In the United States especially, where the advertising industry rakes in billions upon billions of dollars to alter people’s habits and shape their desires, it is hard to believe that anyone’s desires could be truly “authentic,” or separate from social and historical factors. In fact, advertisers have begun to perfect the art of social engineering, effectively hiding their advertisements and deceiving people into believing they independently come to desiring and thinking what they do.
When we live in a society where big capitalists pump billions into perfecting the art of manipulating desire, how can acting on our desires necessarily be liberating? In the past, consumers of cigarettes certainly believed advertisers when they said tobacco wasn’t so bad for one’s health. Further, because our desires work with the social and historical material of our lives, doesn’t that mean that oppressive social relations shape desires?
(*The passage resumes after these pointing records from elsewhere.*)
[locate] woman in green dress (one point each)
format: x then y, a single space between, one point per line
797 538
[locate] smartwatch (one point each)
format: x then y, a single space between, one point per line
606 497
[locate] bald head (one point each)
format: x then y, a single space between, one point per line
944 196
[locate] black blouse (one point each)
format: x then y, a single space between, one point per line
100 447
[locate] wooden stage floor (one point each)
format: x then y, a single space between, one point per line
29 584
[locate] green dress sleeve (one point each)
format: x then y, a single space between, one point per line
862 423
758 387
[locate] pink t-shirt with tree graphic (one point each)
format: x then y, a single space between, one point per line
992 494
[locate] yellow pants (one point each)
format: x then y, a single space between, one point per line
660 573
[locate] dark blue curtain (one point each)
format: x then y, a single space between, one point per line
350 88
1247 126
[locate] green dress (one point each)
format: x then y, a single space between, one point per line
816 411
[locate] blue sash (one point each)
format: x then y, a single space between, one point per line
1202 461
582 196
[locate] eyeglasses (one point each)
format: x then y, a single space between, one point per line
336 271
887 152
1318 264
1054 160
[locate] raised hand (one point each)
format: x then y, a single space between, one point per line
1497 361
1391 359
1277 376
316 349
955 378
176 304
Let’s use sexual desires as an example. BDSM, sexual practices involving various dynamics revolving around control, domination, and the roleplay of master-slave dynamics, is an especially clear example. Why might such a fetish be popular in a society with a long history of slavery, genocide, and exploitation? How about in a patriarchal society, where there are clear implications for men desiring to play out a scenario of control over women? Why is our society so fixated on sexualized simulations of violence against women?
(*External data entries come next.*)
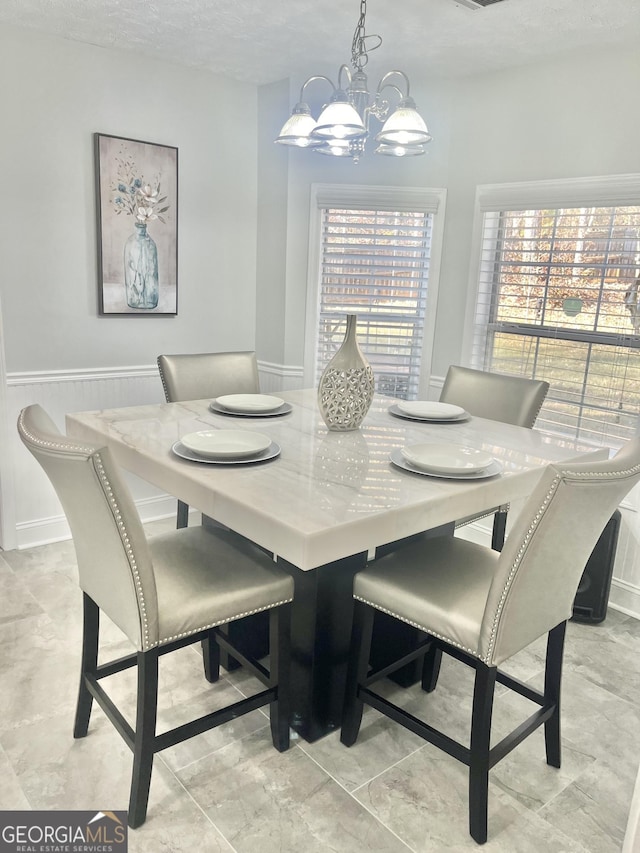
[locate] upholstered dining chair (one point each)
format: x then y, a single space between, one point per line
510 399
498 397
196 376
482 606
164 593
I am not suggesting that we ought to punish people for their desires. In fact, I think such an approach is harmful, and does not address the root of the matter. My point is that the politics of desire, of doing what one wants, is not inherently liberating. It can be incidentally liberating in certain conditions, such as when woman use the idea to attack the patriarchal restriction of them to the home, under the control of a man. However, it is very limited in this regard.
Because desire is social, doing what one wants can often reproduce the oppressive relations of society. The politics of desire are not a transformative politics. They are not revolutionary. They are merely a demand to be part of whatever consumer identity you want, to purchase whatever brands you want. That does not fundamentally challenge capitalism, patriarchy, or white supremacy, because it does not grasp at the core of our modern social system.
Desire is not separate from society, it is not separate from others. It does not spontaneously emanate from one’s heart, but moves from society through the individual, like a leaf growing from a tree branch. Just as desire is social, just as it is not separate from anyone, so freedom cannot be. We are not free by being separate from each other. We are already linked through being part of a common society. Freedom must be a recognition of this collective life and acting on it in order to achieve social ends.
This means that freedom must be critical and social in orientation in order to be transformative. If we wish to revolutionize social relations, we must also be critical of the desires those social relations produce. Merely unleashing the manifestations of a consciousness that is a product of an oppressive society is not freedom. Instead, freedom is the reorganization of society into a system that works for the masses rather than for the few.